Why "Vitruvian Man" Was Chosen As Our Logo

Many will recognize the representation of the ideal human by Leonardo DaVinci called Vitruvian Man that has become emblematic of humanistic psychology holistic health, structure, and the arts.

Those who do not might be interested in a review of the history of this image. See Stanford University student Michael John Gorman's elaboration concerning The Vitruvian Man on a site devoted to Da Vinci.

A Structural Ideal

The title of the work is derived from the name of Marcus Vitruvius, a Roman architect in the first century BCE and author of De Architectura, and is so named because of what are described as its divine mathematical proportions (in Freemasonry, geometry is described as an expression the Great Architect of the Universe).

In Pythagorian tradition, the circle represents the spiritual realm; the square, material existence, so the human body represented the perfect marriage of matter and spirit, which was is reflected in its proportions.

"Squaring" refers to the human task of giving balance, context, meaning, and understanding to life - the essence of psychotherapy.

Relying on the Sacred Geometry of Pythagoras, of which Vitruvius was a proponent, temples were designed based on the proportions of the human body, which was believed to be perfect. This perfection, Vitruvius wrote, was due to the fact that the extended limbs of a perfectly proportioned human fit into both the circle and the square. In other words, as DaVinci observed:

"From the roots of his hair to the bottom of his chin is a tenth of a man's height; from the bottom of the chin to the top of the head is one eighth of his height; from the top of the breast to the roots of the hair will be the seventh part of the whole man." ~ Notebooks of Leonardo

Meaning drawn from Leonardo's sketch has transcended its origin as an exercise in proportion and an expression of philosophy, standing for the humanistic impulse of the Renaissance, a time when the ultimate concern of scholars and artists shifted from the next world to this one, and interest in the sciences came to share equal footing with religion, art, music, and literature.

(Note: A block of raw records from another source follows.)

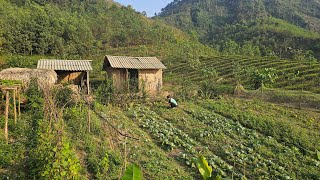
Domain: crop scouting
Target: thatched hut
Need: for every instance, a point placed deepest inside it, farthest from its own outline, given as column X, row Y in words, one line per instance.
column 134, row 73
column 75, row 72
column 44, row 77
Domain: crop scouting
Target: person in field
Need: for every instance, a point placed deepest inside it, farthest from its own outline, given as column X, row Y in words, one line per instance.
column 173, row 103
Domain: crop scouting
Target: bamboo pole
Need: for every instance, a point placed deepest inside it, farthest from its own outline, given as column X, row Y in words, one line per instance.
column 14, row 106
column 6, row 116
column 89, row 118
column 88, row 82
column 19, row 99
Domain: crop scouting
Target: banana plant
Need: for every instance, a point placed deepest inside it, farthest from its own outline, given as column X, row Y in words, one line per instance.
column 206, row 170
column 133, row 172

Several years ago, I e-mailed award-winning artist Nat Krate asking permission to use his feminine version of this image on my website (see below), which he very kindly gave. Mr. Krate's art has been acquired by museums and collectors throughout the United States. Other examples of his work can be seen at the Zenith Gallery and his studio in Sarasota, Florida.

Other representations of Vitruvian Woman that can be found in Google, as well as thousands of masculine variations of DaVinci's concept by changing the gender to "man".

Personal Identification

On a personal note, I have a remote connection to Leonardo. Marquis DeLaRieux's daughter is said to have born an illegitimate child to the French monarch, Francis I (known as François d'Angoulême until he succeeded his cousin in 1515 at the age of 20), ostensibly placing King Francis in my direct paternal ancestral line. Contemporary depictions of the death of Leonardo at Cloux (now called 'le Clos-Lucé') show him in the arms of the sovereign who saved the scientific philosopher from a heretic's death. When his life finally came to an end, Da Vinci was still under the legal protectorate of the French crown.

Holistic Centeredness

In the system of astronomical symbols, Earth is represented by a globe bisected by meridian lines into four quarters; four equal lines pointing from the center to the spirits of the north, east, south, and west - or to the basic element: earth, water, air (or wind), and fire. Imagine standing on a vast plain, with nothing to block your view. The horizon would appear as a great circle. Anything on the plane could be plotted in relation to you using a simple grid composed of the x and the y axes.

Behind the Vitruvian human is a symbol less well known yet more universally found. It is the Quartered Circle, rendered in rock inscriptions found on every inhabited continent. So widespread is the image of the quartered circle that Swiss psychologist Carl Jung recognized it as an archetype representing the Self - the very shape of the Soul. Pastoral counselor Judy Harrow used this concept to elucidate her own working theory of counseling.

In Native American traditions, it forms the basic pattern of the medicine wheel, central to spiritual rituals. Christians have used variations of the same popular shape, usually calling it the Celtic Cross. Pagansrecognize the quartered circle a symbol as transmitting energy of the Goddess, and Buddhists (and Jungians) as the basic form of the mandala.

According to Marija Gimbutas, author of Goddesses and Gods of Old Europe, “The fourfold compositions [the cross, the quartered circle], archetypal of perpetual renewal or wholeness and the moon in the symbolism of Old Europe, are associated with the Great Goddess of Life and Death, and the Goddess of Vegetation, moon goddesses par excellence” (p. 91).

Whether one considers da Vinci "a man of letters" by the standard of a classical education in Latin and Greek scholars or not, he must certainly have been aware of the depth of meaning in his human geometry with an understanding of his European Renaissance contemporaries and predecessors.

Because of both its universal and personal appeal, I have adopted Vitruvian Man - considering the passage of five-and-a-quarter centuries sufficient time for a work of art to have entered the public domain - as the emblem of Choices Mental Health Counseling PLLC.